Miami couple sentenced to prison for exporting stolen outboard engines to Mexico

A Miami couple convicted of conspiring to export about 600 stolen outboard engines worth millions of dollars to Mexico will surrender to prison on staggered dates, according to a federal judge’s sentencings this week.

Carlos Orlando Ledesma, 57, a warehouse manager of the Doral-based shipping company Netcycle Trading Corp., will head to prison in July after being sentenced to three years by a federal judge in Miami on Tuesday. His wife, Nadia Esperanza Ledesma, 46, president of Netcycle Trading, is scheduled to start her 1-1/2 prison term in May 2025.

The Ledesmas, who admitted in plea agreements that they illegally exported the outboard engines, were also ordered to pay back $420,668 to any identifiable victims of the theft by U.S. District Judge Robert Scola.

Earlier this month, two other defendants who also pleaded guilty to the conspiracy were sentenced to five years each. They are Roberto Marrero-Cisneros, 66, of Miami, who acknowledged sticking false serial numbers on the engines but did not work for the couple’s freight-forwarding business; and Osmani Valdivia Perez, 56, of Lehigh Acres, who admitted paying cash for the outboard engines, the phony serial numbers and the illegal exports.

The four defendants’ plea agreements, which involved cooperation with authorities, were signed by the defendants and their lawyers: Rick Yabor, Renier Diaz de la Portilla, Peter Heller and Omar Lopez.

The boat engines were stolen in Southwest Florida and other parts of the state, and then shipped illegally through the Miami-area freight forwarder to Mexico between 2015 and 2018, according to plea agreements. Prosecutors estimated the scheme resulted in a loss of between $9.5 million and $25 million.

Many of the stolen engines were illegally exported to Tomas Vale Valdivia, who was based in Mexico and financed the illicit fencing and shipping scheme, according to prosecutors with the U.S. Attorney’s Office. In a separate case, he was sentenced in early 2020 to nearly five years in prison for smuggling migrants into the United States. He is the nephew of Osmani Valdivia Perez and is not charged in the Miami indictment.

The indictment — built upon allegedly falsified records along with video surveillance footage — says that Nadia and Carlos Ledesma received at least 20 stolen outboard engines from Osmani Valdivia and others and illegally shipped them to Mexico.
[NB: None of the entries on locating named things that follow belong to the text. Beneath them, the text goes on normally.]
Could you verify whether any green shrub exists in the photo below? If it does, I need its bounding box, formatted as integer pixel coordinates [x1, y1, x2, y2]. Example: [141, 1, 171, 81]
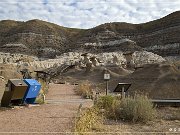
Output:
[75, 107, 103, 134]
[76, 81, 93, 98]
[117, 95, 156, 122]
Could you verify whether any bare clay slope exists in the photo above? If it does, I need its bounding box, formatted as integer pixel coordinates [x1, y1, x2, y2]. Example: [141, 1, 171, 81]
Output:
[0, 11, 180, 58]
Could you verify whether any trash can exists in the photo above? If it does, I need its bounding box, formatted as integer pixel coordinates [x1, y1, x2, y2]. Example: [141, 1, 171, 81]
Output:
[1, 79, 28, 107]
[23, 79, 41, 104]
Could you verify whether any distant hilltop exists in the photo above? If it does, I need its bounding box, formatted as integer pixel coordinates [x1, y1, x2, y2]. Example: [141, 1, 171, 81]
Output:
[0, 11, 180, 58]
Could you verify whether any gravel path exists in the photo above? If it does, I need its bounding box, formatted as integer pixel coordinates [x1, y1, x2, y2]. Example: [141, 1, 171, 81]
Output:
[0, 84, 92, 134]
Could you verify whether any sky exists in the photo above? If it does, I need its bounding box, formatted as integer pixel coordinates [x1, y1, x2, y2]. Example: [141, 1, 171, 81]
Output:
[0, 0, 180, 29]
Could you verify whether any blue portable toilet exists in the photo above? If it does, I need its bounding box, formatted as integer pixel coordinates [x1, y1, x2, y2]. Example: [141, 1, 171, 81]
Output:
[24, 79, 41, 104]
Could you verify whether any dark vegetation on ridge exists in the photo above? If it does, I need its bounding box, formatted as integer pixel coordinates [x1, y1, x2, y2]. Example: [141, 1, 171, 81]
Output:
[0, 11, 180, 58]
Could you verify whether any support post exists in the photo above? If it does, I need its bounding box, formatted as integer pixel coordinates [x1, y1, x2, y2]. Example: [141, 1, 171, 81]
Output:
[106, 80, 108, 95]
[121, 87, 125, 99]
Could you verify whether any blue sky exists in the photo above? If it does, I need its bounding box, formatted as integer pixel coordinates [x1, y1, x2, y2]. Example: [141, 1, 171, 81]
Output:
[0, 0, 180, 28]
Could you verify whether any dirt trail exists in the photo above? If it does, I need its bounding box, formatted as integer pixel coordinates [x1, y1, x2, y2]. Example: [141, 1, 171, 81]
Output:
[0, 84, 92, 134]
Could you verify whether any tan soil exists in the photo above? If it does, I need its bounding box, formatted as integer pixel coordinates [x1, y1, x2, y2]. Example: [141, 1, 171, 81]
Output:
[0, 84, 92, 134]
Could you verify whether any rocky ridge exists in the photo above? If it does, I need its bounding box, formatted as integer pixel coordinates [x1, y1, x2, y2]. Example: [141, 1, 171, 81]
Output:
[0, 11, 180, 58]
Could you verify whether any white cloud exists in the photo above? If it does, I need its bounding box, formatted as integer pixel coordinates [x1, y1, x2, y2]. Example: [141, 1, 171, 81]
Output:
[0, 0, 180, 28]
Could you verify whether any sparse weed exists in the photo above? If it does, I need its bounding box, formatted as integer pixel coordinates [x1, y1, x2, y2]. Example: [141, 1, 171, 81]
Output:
[75, 107, 103, 135]
[75, 81, 93, 98]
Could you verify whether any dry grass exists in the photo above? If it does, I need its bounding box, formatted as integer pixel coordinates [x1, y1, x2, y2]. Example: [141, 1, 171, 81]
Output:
[75, 81, 93, 98]
[75, 107, 103, 134]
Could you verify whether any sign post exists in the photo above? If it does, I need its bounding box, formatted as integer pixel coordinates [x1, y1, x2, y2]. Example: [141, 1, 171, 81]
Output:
[104, 72, 110, 95]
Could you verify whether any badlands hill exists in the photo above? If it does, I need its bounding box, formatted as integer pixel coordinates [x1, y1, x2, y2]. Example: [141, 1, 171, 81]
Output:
[0, 11, 180, 58]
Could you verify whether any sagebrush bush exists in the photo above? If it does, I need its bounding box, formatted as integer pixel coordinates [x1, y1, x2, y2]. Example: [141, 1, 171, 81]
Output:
[75, 107, 103, 134]
[117, 95, 156, 122]
[76, 81, 93, 98]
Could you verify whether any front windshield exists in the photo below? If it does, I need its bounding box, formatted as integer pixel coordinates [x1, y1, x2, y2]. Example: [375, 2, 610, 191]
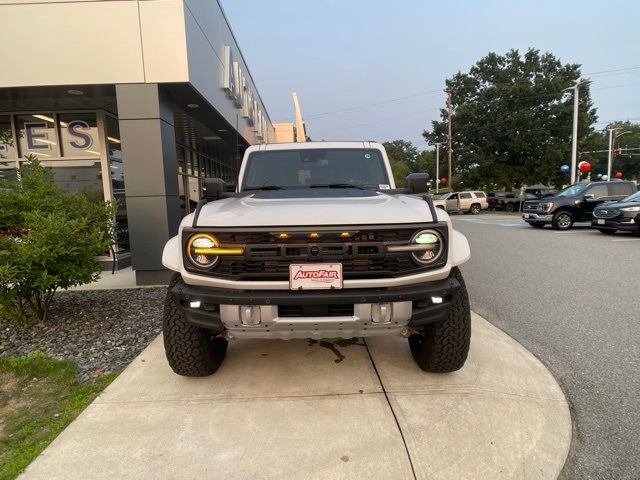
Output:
[242, 148, 390, 190]
[555, 183, 589, 197]
[622, 191, 640, 202]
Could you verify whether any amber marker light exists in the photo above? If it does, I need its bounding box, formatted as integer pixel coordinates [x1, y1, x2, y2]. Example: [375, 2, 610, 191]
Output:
[193, 247, 244, 255]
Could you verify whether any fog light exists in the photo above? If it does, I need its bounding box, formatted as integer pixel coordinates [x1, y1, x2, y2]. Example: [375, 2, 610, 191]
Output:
[239, 305, 261, 327]
[371, 302, 393, 323]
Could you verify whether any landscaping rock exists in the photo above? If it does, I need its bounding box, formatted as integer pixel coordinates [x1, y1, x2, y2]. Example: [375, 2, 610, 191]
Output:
[0, 288, 166, 380]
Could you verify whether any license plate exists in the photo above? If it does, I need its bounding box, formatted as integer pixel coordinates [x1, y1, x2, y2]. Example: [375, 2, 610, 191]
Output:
[289, 263, 342, 290]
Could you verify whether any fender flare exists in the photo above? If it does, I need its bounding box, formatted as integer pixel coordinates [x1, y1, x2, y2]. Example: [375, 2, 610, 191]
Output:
[449, 230, 471, 267]
[162, 235, 182, 272]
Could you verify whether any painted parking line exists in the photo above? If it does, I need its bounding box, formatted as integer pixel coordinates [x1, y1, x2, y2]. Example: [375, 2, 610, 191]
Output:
[498, 223, 529, 228]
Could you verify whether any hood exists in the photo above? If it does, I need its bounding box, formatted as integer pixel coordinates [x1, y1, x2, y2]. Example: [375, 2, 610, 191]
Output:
[190, 190, 440, 227]
[524, 197, 564, 205]
[594, 200, 640, 210]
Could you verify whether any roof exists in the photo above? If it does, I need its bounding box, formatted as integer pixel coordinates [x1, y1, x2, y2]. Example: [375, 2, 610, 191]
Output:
[247, 141, 384, 152]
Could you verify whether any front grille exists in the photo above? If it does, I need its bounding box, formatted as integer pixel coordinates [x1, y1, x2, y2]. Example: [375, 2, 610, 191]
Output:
[593, 208, 620, 218]
[278, 304, 353, 317]
[183, 223, 447, 281]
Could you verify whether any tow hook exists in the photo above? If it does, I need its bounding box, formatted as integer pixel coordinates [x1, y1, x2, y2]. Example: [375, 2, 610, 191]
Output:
[398, 327, 416, 338]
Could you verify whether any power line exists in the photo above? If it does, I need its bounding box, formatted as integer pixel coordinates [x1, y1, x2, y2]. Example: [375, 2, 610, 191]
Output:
[305, 90, 443, 119]
[584, 66, 640, 75]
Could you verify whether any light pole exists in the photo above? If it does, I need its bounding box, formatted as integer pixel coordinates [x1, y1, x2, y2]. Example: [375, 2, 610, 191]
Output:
[563, 80, 591, 184]
[432, 142, 443, 193]
[607, 127, 631, 179]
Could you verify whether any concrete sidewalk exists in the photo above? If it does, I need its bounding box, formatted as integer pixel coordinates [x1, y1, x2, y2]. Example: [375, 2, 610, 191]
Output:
[20, 315, 571, 480]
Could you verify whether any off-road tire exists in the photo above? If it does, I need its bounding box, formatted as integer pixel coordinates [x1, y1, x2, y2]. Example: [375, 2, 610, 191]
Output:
[409, 267, 471, 373]
[162, 274, 227, 377]
[551, 210, 574, 230]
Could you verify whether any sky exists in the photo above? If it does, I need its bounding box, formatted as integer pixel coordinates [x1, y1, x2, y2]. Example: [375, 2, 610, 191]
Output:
[221, 0, 640, 149]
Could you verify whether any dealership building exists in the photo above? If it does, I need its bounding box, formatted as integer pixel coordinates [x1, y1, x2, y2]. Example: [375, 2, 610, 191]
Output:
[0, 0, 294, 284]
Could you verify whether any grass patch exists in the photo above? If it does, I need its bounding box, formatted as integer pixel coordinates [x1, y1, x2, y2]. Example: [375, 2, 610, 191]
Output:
[0, 352, 119, 480]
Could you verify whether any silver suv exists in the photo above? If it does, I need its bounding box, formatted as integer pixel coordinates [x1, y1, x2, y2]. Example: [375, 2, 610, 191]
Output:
[433, 191, 489, 215]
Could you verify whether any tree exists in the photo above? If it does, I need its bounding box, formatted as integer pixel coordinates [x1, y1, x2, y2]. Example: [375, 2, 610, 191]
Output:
[0, 157, 116, 321]
[423, 49, 596, 191]
[383, 140, 418, 187]
[580, 122, 640, 180]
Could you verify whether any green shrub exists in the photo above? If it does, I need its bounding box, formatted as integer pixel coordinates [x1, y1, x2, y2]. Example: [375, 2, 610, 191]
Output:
[0, 158, 115, 321]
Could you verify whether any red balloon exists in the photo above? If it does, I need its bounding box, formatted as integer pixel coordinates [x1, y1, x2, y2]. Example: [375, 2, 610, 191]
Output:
[578, 162, 591, 172]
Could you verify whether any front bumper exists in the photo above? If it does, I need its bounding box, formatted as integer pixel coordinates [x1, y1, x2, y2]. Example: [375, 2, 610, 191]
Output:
[522, 213, 553, 223]
[171, 278, 460, 339]
[591, 215, 640, 232]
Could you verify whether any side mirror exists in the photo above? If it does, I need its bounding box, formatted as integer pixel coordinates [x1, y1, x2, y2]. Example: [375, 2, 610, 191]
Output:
[202, 178, 227, 201]
[405, 173, 431, 193]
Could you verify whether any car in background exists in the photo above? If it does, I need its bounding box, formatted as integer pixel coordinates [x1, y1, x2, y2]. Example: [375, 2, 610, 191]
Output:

But prosecutors highlighted in a news release that the Ledesmas illegally exported about 600 stolen outboard engines to Mexico during that period.
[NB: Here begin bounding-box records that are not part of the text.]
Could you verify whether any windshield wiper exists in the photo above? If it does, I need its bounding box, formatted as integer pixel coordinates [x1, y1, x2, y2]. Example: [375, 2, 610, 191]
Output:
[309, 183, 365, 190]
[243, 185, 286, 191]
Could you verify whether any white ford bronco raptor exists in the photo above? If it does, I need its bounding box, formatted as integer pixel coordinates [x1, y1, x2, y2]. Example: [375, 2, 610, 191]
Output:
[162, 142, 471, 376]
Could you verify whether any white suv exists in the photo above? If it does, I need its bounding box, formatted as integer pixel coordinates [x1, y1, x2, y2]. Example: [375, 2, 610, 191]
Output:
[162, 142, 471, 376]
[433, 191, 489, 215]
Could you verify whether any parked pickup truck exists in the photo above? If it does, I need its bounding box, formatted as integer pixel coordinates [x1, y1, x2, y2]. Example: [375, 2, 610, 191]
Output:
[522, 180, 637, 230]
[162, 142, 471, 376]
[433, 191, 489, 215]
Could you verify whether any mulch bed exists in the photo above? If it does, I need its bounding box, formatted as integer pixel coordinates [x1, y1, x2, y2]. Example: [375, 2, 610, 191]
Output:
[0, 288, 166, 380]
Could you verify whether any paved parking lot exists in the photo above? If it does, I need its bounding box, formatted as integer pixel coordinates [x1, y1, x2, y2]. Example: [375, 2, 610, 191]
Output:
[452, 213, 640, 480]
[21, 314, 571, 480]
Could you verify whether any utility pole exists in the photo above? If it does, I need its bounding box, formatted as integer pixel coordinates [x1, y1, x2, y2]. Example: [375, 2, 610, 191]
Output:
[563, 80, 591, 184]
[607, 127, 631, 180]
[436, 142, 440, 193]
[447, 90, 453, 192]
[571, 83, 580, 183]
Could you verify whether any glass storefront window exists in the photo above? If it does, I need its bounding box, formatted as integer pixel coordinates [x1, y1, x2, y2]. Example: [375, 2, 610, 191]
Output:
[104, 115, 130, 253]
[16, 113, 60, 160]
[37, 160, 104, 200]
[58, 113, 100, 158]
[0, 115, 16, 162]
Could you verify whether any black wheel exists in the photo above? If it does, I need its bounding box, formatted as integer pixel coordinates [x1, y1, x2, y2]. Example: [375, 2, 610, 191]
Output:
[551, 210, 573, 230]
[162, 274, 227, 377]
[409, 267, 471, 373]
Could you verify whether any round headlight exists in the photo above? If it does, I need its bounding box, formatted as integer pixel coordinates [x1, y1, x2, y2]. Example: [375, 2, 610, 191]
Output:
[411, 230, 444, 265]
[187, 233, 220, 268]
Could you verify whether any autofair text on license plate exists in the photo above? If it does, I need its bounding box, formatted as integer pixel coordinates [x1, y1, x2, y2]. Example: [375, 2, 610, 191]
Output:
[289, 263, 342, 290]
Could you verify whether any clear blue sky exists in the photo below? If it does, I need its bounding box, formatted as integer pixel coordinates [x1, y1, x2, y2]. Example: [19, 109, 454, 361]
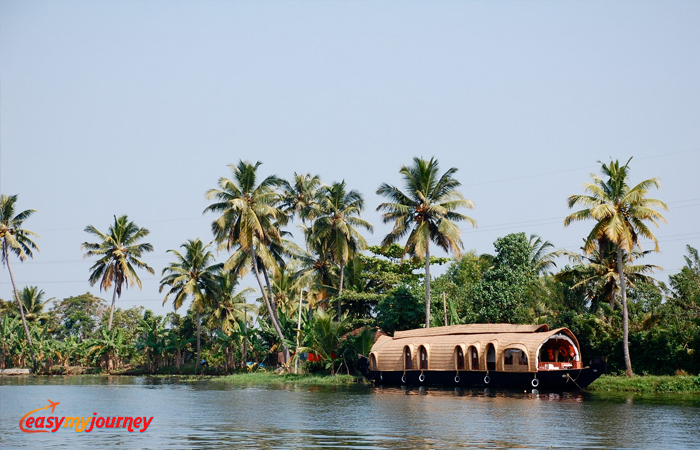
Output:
[0, 0, 700, 313]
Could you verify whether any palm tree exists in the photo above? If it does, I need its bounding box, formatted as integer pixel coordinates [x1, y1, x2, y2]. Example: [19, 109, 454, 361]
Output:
[208, 272, 256, 334]
[554, 239, 662, 313]
[377, 157, 476, 328]
[564, 158, 668, 377]
[158, 238, 221, 376]
[280, 172, 321, 225]
[80, 215, 155, 331]
[204, 160, 289, 359]
[9, 286, 53, 323]
[310, 180, 373, 317]
[0, 194, 39, 372]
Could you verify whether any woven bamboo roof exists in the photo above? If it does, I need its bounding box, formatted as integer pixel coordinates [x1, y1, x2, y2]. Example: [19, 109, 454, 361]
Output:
[394, 323, 549, 339]
[371, 324, 580, 372]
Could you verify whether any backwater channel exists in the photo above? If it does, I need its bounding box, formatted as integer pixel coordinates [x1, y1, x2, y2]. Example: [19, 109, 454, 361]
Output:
[0, 376, 700, 449]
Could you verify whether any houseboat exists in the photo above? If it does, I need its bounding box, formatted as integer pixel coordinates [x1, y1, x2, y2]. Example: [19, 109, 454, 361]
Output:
[360, 324, 605, 391]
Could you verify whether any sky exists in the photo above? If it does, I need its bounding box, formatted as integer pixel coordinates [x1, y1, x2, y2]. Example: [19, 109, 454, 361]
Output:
[0, 0, 700, 314]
“Dozens of individuals delivered the stolen engines” to the Ledesmas’ freight-forwarding company, according to the news release. “The engines had visible damage from the thefts, and cables and lines had been cut rather than properly detached.“

The Ledesmas and their co-conspirators created false bills of sale and submitted bogus export labels to the U.S. government, according to the indictment.

The investigation of the alleged boat engine theft was led by Homeland Security Investigations and the Coast Guard and prosecuted by prosecutors Ana Maria Martinez and Darren Grove with the U.S. Attorney’s Office.

It is not clear from the indictment whether the outboard engines were stolen from stripped-down power boats kept at homes, marinas or yacht dealerships. But the sheer number is staggering in a state where outboard engines are a hot commodity on the black market, authorities say.

Florida, which ranks as the top state for boat thieves, does keep track of engine thefts. A CNBC analysis of records compiled by the Florida Fish and Wildlife Conservation Division showed a total of 811 engine thefts in 2016 compared with 643 in 2015. About half the stolen engines were Yamahas.

The Miami area is No. 1 in the country for stolen boats, followed by Tampa, Fort Lauderdale, Orlando and Tavares.

“Unfortunately, with the amount of waterways that we have in Miami-Dade County, it is a target-rich environment,” Miami-Dade Police Officer Miguel Espinosa told CNBC. “And sad to say, it is very easy [for] someone to try to steal a vessel. Or engines, especially engines.”

In 2020, a Sarasota luxury boat building company, Yellowfin Boats, reported that about $400,000 worth of equipment had been stolen while the store was closed over the Memorial Day weekend. The thieves used a forklift to haul away several outboard engines, including Mercury and Yamaha brands. At the same time, a white Isuzu flatbed truck was reported stolen from neighboring business Coating Application Technologies. Police suspected the truck may have been used to transport the outboard engines from Yellowfin.